Security architecture
The regional framework that manages security among states whose security interests are tightly connected.
Unstable balance model
Ditrych and Laryš’s baseline scenario where conflict remains stalemated, deterrence is precarious, and the European security order is unsettled.
Positive stable balance
A security order stabilized by the degradation of Russia's military capacity, Ukrainian advances, a weakening Russian economy, and sustained Western support.
Negative stable balance
A stabilized order in which Russia retains revisionist power and the resulting order is stable on Moscow’s terms rather than liberal or European terms.
Concert model
A security order based on informal cooperation among major powers, confidentiality, and shared management of stability.
Article 5-like guarantee
A pledge to treat an attack on Ukraine as an attack on the guarantor, similar to the collective defense principle of NATO's Article 5.
Credibility
The degree to which an adversary believes a promise or threat will actually be carried out.
Burden-sharing
The distribution of defense efforts, spending, and military support among members of an alliance.
Collective defense
The principle that alliance members will defend one another against external attack.
Capability coalitions
Topic-based coalitions coordinated for specific military tasks such as artillery, drones, air force, or electronic warfare.
Danish model
A model in which states directly finance Ukrainian defense production rather than only donating weapons from their own stockpiles.
Defense industrial base
The network of infrastructure, firms, and factories that produce weapons and sustain military operations.
Long-range deterrence
Preventing enemy aggression by threatening targets deep in the rear, logistics, or regeneration capacity.
UAS or UAVs
Uncrewed aerial systems or vehicles, commonly referred to as drones.
Counter-drone technology
Technology designed to detect, disrupt, or destroy enemy uncrewed aerial systems.
Air and missile defense
Systems used to intercept aircraft, cruise missiles, ballistic missiles, and drones.
Strategic ambiguity
Uncertainty regarding commitments, thresholds, or intentions which can either stabilize a crisis or increase the risk of miscalculation.
Nuclear brinkmanship
The use of nuclear threats to push a crisis to the brink to gain leverage.

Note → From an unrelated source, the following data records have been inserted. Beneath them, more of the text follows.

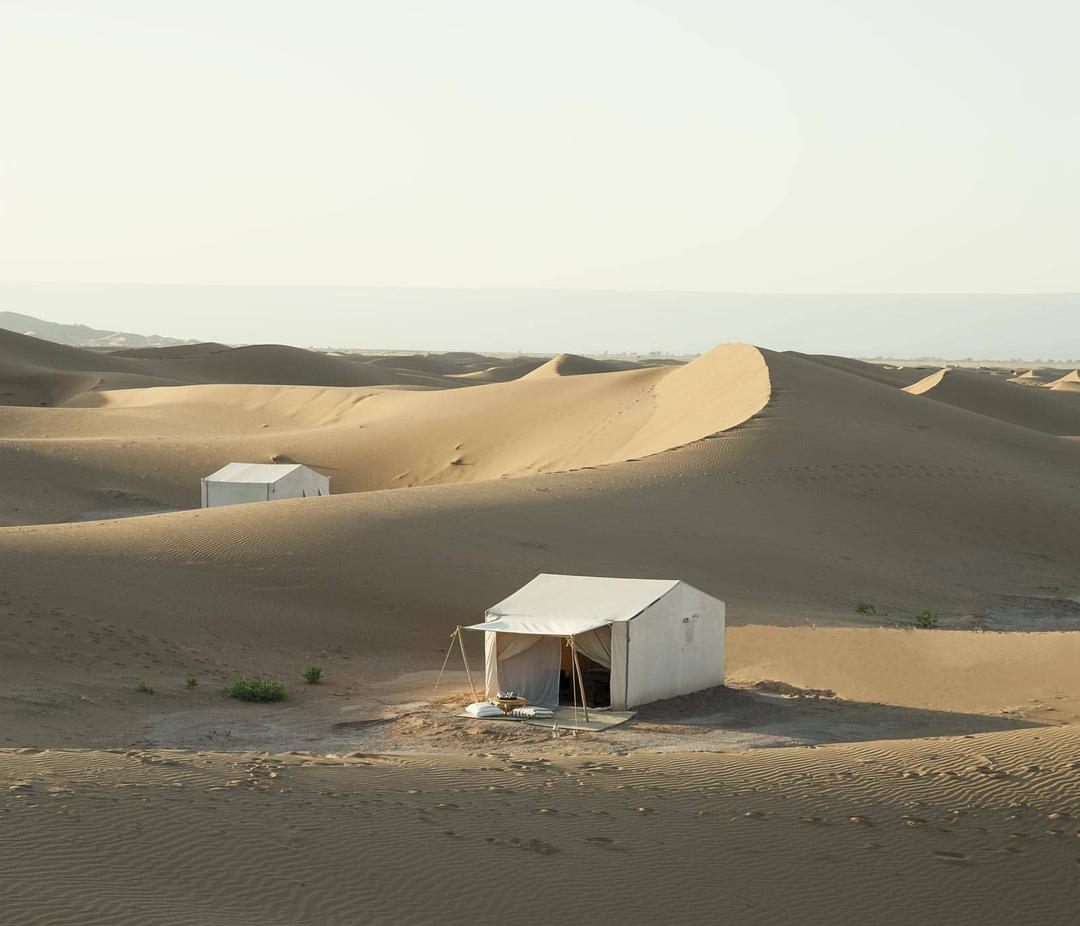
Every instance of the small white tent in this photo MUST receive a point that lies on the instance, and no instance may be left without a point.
(237, 483)
(647, 639)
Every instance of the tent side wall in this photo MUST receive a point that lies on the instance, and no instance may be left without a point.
(300, 483)
(674, 647)
(233, 493)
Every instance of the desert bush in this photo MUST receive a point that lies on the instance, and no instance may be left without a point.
(926, 620)
(258, 688)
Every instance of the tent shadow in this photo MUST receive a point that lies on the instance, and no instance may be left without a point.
(810, 718)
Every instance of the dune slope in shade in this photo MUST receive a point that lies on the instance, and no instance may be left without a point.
(571, 364)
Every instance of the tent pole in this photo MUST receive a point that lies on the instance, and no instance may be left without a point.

Normalization of war over sovereignty
The risk that war becomes viewed as an acceptable method for seizing territory, eroding the norm that state sovereignty is inviolable.
Deep, intermediate, and proximate causes
The three layers of explanation in the Götz and Ekman framework: long-run strategic conditions, developments in the years prior to war, and immediate decision processes.
Burden-sharing divide
A division within NATO between more threatened eastern and northern members and lower-contributing western and southern members.